Le Syndrome Ian se propage au delà de la scène

Le Syndrome Ian se propage au delà de la scène

Achevant la trilogie commencée avec D’après une histoire vraie et Ad Noctum, Christian Rizzo a créé Le Syndrome Ian à l’Opéra Comédie le 24 juin, dans le cadre du festival Montpellier Danse. Le projet lauréat du prix Fedora, s’articule comme une pièce hybride, entre le tableau et le concert, portée par neuf danseurs, explorant un autre pan des pratiques de danses anonymes chères à l’actuel directeur du Centre Chorégraphique de Montpellier : le clubbing.

Avec pour postulat de départ le souvenir d’une première sortie en discothèque en 1979 à Londres, Christian Rizzo immerge ses danseurs dans une atmosphère nocturne dont le coeur bat dans l’underground, le flow de fréquences progressant de la new wave vers le dubstep et les vapeurs d’une fumée mystérieuse comme le fog londonien à l’aube. La scène d’ouverture dissémine des paires de danseurs évoluant dans une langueur poétique, quand les néons de la scénographie dépouillée s’éclairent en motifs psychédéliques, pour un ensemble un temps mesuré, sous contrôle.Rizzo charge l’ouverture du Syndrome Ian d’une bande son incluant des bruits entrechoquements de verres, bribes de conversations s’évanouissant dans le brouahaha d’un établissement de nuit. Cette nuit apparaît, sous les pas, déhanchés ondulatoires et placements des danseurs, glissant géographiquement dans l’espace circonscrit, entre le comptoir, la piste et caissons de basse imaginaires. Manchester, apparaît aussi.
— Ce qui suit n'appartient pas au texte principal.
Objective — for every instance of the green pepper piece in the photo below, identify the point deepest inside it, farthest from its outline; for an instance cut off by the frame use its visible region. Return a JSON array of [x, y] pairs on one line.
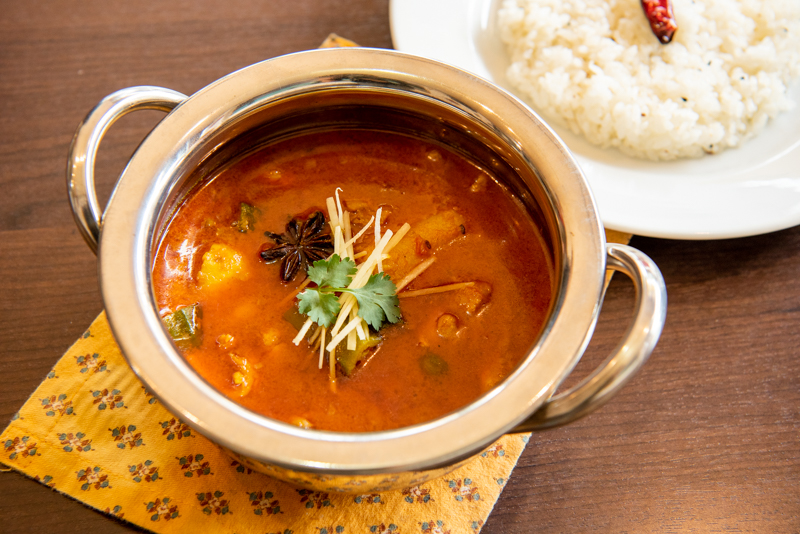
[[247, 218], [184, 326]]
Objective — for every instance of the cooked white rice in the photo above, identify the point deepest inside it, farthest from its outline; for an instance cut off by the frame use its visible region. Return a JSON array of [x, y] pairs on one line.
[[595, 66]]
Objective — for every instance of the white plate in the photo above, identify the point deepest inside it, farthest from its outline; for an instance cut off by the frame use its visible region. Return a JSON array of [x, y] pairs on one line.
[[750, 190]]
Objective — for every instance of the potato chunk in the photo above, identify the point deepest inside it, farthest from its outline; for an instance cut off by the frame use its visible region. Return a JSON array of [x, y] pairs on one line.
[[447, 326], [474, 298], [422, 241], [221, 263]]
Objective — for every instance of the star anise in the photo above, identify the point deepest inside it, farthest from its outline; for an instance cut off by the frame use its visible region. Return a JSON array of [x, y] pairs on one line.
[[301, 245]]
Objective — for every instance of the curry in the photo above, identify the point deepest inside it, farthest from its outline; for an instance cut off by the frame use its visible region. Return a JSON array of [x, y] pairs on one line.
[[461, 281]]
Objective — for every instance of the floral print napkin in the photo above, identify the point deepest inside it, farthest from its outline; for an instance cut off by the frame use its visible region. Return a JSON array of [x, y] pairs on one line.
[[92, 431]]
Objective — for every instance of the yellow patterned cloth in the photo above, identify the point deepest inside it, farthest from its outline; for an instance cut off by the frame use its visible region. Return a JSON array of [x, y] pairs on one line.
[[91, 430]]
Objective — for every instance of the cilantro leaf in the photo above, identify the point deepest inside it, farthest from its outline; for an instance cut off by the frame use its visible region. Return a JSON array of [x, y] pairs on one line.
[[320, 307], [378, 299], [334, 272]]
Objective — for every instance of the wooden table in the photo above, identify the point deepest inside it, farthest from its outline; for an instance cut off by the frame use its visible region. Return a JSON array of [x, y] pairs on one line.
[[705, 438]]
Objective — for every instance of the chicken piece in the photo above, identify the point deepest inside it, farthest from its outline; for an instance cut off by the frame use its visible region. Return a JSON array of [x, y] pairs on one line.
[[473, 299], [423, 240], [245, 376], [221, 263]]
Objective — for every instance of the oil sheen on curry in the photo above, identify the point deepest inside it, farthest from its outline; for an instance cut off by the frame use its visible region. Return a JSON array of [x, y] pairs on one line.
[[353, 281]]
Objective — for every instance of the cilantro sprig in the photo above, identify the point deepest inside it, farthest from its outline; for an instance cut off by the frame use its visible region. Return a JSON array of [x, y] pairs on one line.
[[377, 299]]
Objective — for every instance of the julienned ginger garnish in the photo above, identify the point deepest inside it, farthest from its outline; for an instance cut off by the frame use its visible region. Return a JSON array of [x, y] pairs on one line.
[[349, 295]]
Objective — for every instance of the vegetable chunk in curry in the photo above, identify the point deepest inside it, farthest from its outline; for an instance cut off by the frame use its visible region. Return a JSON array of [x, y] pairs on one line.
[[260, 262]]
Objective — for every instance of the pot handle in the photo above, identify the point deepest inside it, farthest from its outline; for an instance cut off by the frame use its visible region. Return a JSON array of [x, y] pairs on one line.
[[83, 150], [626, 359]]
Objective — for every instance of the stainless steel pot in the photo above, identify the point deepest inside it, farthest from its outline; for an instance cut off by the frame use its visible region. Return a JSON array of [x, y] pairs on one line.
[[377, 89]]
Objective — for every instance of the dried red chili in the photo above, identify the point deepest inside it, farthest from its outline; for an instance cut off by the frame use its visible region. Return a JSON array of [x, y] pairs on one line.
[[662, 20]]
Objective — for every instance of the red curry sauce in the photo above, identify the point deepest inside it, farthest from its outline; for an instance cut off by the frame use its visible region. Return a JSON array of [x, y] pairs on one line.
[[486, 332]]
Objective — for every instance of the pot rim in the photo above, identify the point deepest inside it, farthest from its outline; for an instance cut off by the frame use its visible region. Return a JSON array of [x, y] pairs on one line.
[[130, 225]]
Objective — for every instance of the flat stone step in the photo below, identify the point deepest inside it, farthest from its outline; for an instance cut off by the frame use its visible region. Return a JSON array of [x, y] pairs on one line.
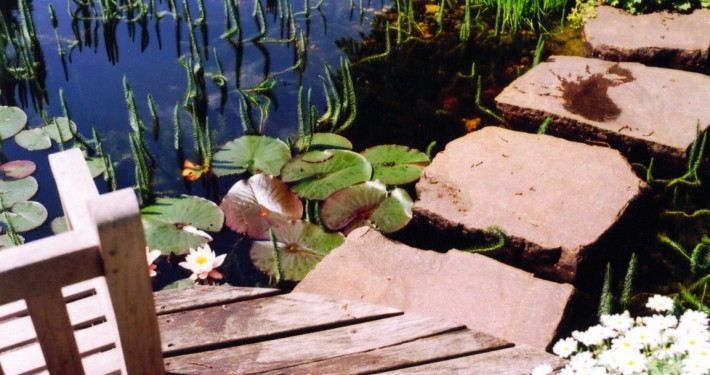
[[672, 40], [624, 105], [560, 202], [471, 289]]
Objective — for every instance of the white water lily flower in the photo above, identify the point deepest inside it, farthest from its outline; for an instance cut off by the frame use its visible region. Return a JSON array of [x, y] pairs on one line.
[[660, 303], [203, 263], [152, 256], [543, 369]]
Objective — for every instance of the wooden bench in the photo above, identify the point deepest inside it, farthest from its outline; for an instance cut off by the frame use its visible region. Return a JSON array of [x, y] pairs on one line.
[[221, 330]]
La mère patrie de Ian Curtis, la post industrielle et désoeuvrée Manchester, s’infiltre sur scène où le large balancier des bras évoque,  par bribes subtiles, la gestuelle signature du leader de Joy Division. Les mouvements de groupe, de plus en plus cadencés au fil d’une musique dont les pulsations oscillent entre drum’n bass et accents dubstep, montrent cette danse fédératrice, presque sociale, où chacun trouve sa place, entre nappes de synthé et vapeurs d’ivresse. La fluidité contemplative de l’ensemble, véritable scène frontale, trouve ses lignes de rupture dans des drops, emblématiques de la culture clubbing que Rizzo parvient à rendre visible par un travail minitieux, envolé, au crescendo évoquant partiellement la progression dramatique et nostalgique de Corbjin pour la réalisation de Control.

La progressive perte de contrôle de cette danse, menée par un glissement tout aussi collectif qu’instinctif, tisse une chorégraphie de la jouissance immédiate du groupe à la fête. Mécanisme interne, distribué par un abandon de l’invidu au clan, agissant par contagion, Le Syndrome Ian construit un véritable langage poétique. Mais il est tout autant l’expression d’un état éphémère, dont le charme peut se rompre sous la menace de plusieurs facteurs, naturels ou relevant du fait de l’homme, comme le simple levé du jour ou la gentrification reléguant les clubs hors de la ville. Les créatures sombres qui surgissent l’une après l’autre, encerclant les danseurs pour finalement occuper l’ensemble du plateau, incarnent avec une ironie géniale le caractère forcément evanescent du clubbing, avec sa cartographie et ses pas perdus. Dans sa construction d’une mémoire chorégraphique, voire sociale, Christian Rizzo réveille le souvenir d’une nuit à la fin des années 70 et restitue la magie opérant uniquement, paradoxalement, en club: où c’est en y dansant seul que l’on est ensemble.